Standardizing Separations

(October 2010) posted on Tue Sep 21, 2010

Steps a screen printer can take to standardize production to increase consistency so that time is saved and press set ups can go quickly

click an image below to view slideshow

By Thomas Trimingham

A couple of keys to creating consistent separations can make even shorter work of the process of splitting a design into a set of positives: Adjust the original file to average and combine stray colors (some call this color crunching); boost edge quality and contrast; then create a digital build of the artwork to define a system that will work time and time again to create separations that can be relied on to replicate a design.

Adjusting the original file is simple enough. The hardest part of any color correction is to select the color without affecting the rest of the image. One fast way to save a lot of time and avoid making paths is to use the color range tool, make a color selection, then squeeze the selection using levels on a saved channel version of it. This channel can then be used like a path. Just control or command click (Mac) on the channel picture and then you can select the color from just those areas in a snap.

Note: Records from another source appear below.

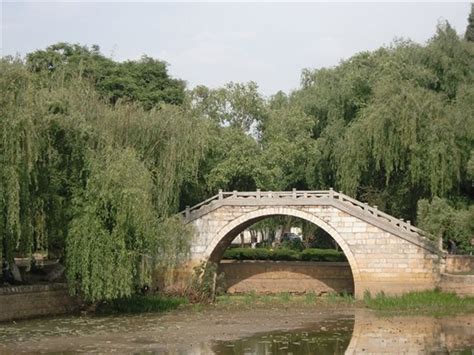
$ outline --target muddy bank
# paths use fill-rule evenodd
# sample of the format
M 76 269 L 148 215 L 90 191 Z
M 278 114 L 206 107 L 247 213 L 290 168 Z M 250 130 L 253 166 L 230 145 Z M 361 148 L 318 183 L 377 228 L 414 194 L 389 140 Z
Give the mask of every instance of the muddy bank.
M 186 306 L 166 314 L 0 325 L 1 354 L 259 354 L 282 349 L 294 354 L 471 351 L 474 315 L 381 317 L 341 305 L 218 305 Z
M 0 325 L 0 353 L 186 351 L 328 319 L 351 320 L 353 311 L 303 306 L 197 310 L 189 306 L 161 315 L 31 320 Z

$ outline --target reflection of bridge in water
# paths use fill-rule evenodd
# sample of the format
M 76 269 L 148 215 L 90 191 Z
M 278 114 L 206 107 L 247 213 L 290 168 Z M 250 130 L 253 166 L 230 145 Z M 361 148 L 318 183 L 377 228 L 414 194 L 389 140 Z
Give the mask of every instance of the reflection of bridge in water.
M 354 316 L 315 316 L 311 326 L 260 333 L 217 342 L 215 354 L 470 354 L 474 349 L 474 315 L 450 318 L 378 317 L 367 311 Z M 203 350 L 201 347 L 200 350 Z
M 219 191 L 182 213 L 196 229 L 191 265 L 220 261 L 243 230 L 283 215 L 312 222 L 334 238 L 350 264 L 356 297 L 365 290 L 398 294 L 433 289 L 439 279 L 442 251 L 422 230 L 332 189 Z

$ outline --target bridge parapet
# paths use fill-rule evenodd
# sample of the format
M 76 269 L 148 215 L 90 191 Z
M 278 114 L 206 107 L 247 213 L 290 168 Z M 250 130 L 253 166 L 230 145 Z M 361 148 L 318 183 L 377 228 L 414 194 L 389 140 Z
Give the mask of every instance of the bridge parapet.
M 410 221 L 393 217 L 377 206 L 358 201 L 332 188 L 316 191 L 222 191 L 181 214 L 188 221 L 196 220 L 221 206 L 333 206 L 384 230 L 415 242 L 435 253 L 440 253 L 433 238 Z

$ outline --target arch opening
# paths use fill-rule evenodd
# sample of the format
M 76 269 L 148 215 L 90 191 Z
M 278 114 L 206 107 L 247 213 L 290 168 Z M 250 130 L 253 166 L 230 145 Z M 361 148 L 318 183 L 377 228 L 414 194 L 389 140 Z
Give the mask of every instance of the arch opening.
M 290 216 L 297 219 L 310 222 L 316 227 L 324 231 L 323 234 L 329 235 L 347 258 L 347 264 L 352 278 L 352 289 L 354 294 L 357 292 L 357 286 L 359 282 L 359 269 L 357 267 L 356 260 L 352 254 L 352 251 L 346 241 L 341 235 L 327 222 L 318 218 L 317 216 L 304 212 L 294 208 L 287 207 L 272 207 L 266 209 L 260 209 L 253 212 L 246 213 L 235 220 L 229 222 L 227 225 L 222 227 L 215 235 L 211 243 L 208 245 L 206 255 L 209 255 L 209 261 L 219 264 L 222 260 L 225 250 L 231 245 L 231 242 L 243 231 L 248 229 L 250 226 L 263 221 L 265 219 L 276 217 L 276 216 Z M 300 263 L 301 264 L 301 263 Z M 308 267 L 308 266 L 306 266 Z M 268 270 L 268 268 L 267 268 Z M 294 270 L 294 268 L 293 268 Z M 304 268 L 301 270 L 305 270 Z M 308 270 L 308 269 L 306 269 Z M 256 273 L 262 272 L 256 271 Z M 304 273 L 305 271 L 302 271 Z M 331 271 L 329 271 L 331 272 Z M 244 270 L 243 273 L 252 274 L 252 271 Z M 290 275 L 291 276 L 291 275 Z M 295 275 L 296 277 L 297 275 Z M 281 290 L 284 291 L 284 290 Z

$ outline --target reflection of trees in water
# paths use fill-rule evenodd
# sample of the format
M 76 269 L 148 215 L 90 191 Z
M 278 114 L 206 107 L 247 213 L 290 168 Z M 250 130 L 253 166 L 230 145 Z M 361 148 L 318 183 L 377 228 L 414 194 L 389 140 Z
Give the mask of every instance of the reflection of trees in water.
M 376 317 L 356 312 L 348 354 L 431 353 L 474 348 L 474 315 Z
M 235 341 L 217 342 L 215 354 L 344 354 L 354 319 L 325 319 L 311 327 L 256 334 Z

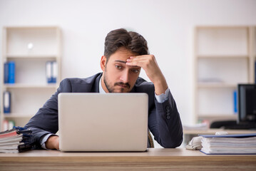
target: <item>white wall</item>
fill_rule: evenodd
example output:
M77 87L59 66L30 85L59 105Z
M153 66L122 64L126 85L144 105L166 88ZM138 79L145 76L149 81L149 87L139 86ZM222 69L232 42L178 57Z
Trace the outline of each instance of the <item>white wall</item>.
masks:
M126 28L142 34L165 76L183 124L193 118L194 26L256 25L255 16L255 0L0 0L1 29L61 28L62 78L100 72L110 31Z

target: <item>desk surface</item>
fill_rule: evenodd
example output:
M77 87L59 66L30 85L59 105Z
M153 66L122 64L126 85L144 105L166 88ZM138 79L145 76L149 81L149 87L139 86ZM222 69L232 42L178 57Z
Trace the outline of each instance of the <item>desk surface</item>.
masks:
M215 134L216 132L226 131L229 134L256 133L256 130L224 130L224 129L184 129L184 135Z
M0 153L0 170L256 170L256 155L207 155L184 148L143 152Z

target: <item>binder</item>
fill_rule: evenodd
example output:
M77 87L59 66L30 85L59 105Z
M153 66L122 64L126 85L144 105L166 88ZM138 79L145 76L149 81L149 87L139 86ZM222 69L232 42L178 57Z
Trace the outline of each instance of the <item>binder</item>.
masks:
M233 98L234 98L234 113L237 113L237 91L234 90L233 92Z
M9 83L9 63L4 63L4 83Z
M4 113L11 113L11 93L9 91L4 92Z
M52 75L51 75L51 83L56 83L57 79L57 63L56 61L51 62L52 67Z
M9 63L9 83L15 83L15 62Z
M51 62L47 61L46 64L46 81L48 83L51 83L51 73L52 73L52 68L51 68Z
M46 64L46 80L48 83L56 83L58 75L56 61L47 61Z

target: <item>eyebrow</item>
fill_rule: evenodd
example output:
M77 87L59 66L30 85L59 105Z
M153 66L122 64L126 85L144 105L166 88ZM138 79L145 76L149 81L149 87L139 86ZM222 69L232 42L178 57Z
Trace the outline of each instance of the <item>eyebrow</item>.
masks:
M126 63L126 61L121 61L121 60L116 60L115 61L116 61L116 62L123 63Z

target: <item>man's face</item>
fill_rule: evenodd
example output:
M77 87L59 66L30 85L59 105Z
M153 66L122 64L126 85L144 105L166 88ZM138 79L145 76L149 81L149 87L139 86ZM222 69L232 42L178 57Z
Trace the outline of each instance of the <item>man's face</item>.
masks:
M120 48L113 53L106 63L106 56L102 56L101 67L103 73L101 86L107 93L128 93L133 88L140 74L140 67L128 66L126 59L135 56L125 48Z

I commonly use this process on faces or skin areas in images to average the hue.

I average the hue on a drawing by creating the previously mentioned selection channel, then copy and paste just this area of color as a new layer. This new layer can then be set as a color adjustment layer by using the hue/saturation dialog and selecting the colorize option in this menu (Figure 5). This will force the color in the layer copy to be averaged to the same color family. This layer can then be merged down and saved as a final. Using this method can tremendously help standardize separations and also assists with forcing a design to work with specific ink colors that are in stock.

There are only a few ways to really boost edge quality. A favorite way of mine is to make a duplicate of the black channel and then use a sharpened/unsharpened mask on it at a low setting to clean up the outline edges in a design. This cleaner black can then be recombined with the image or overlayed as a modification layer in Photoshop.

The final and most important way to standardize separation methods after the support systems are in place is to always create a digital proof of the separation positives in Photoshop. A channel is created that will represent the shirt and block the image channels. Then the separation channels can be viewed as they are made visible by selecting the eye button in the left of the channel box. If the right color has been put into the channel options to simulate the ink color the digital proof should show a fair example of what the final print will look like on the color garment that has been placed into the file.

If these systems and steps are put in place to support each other, then it should drastically improve the consistency and quality of the final separations. With practice and careful observation, each area of a printing shop will improve in productivity and efficiency when support systems are in place.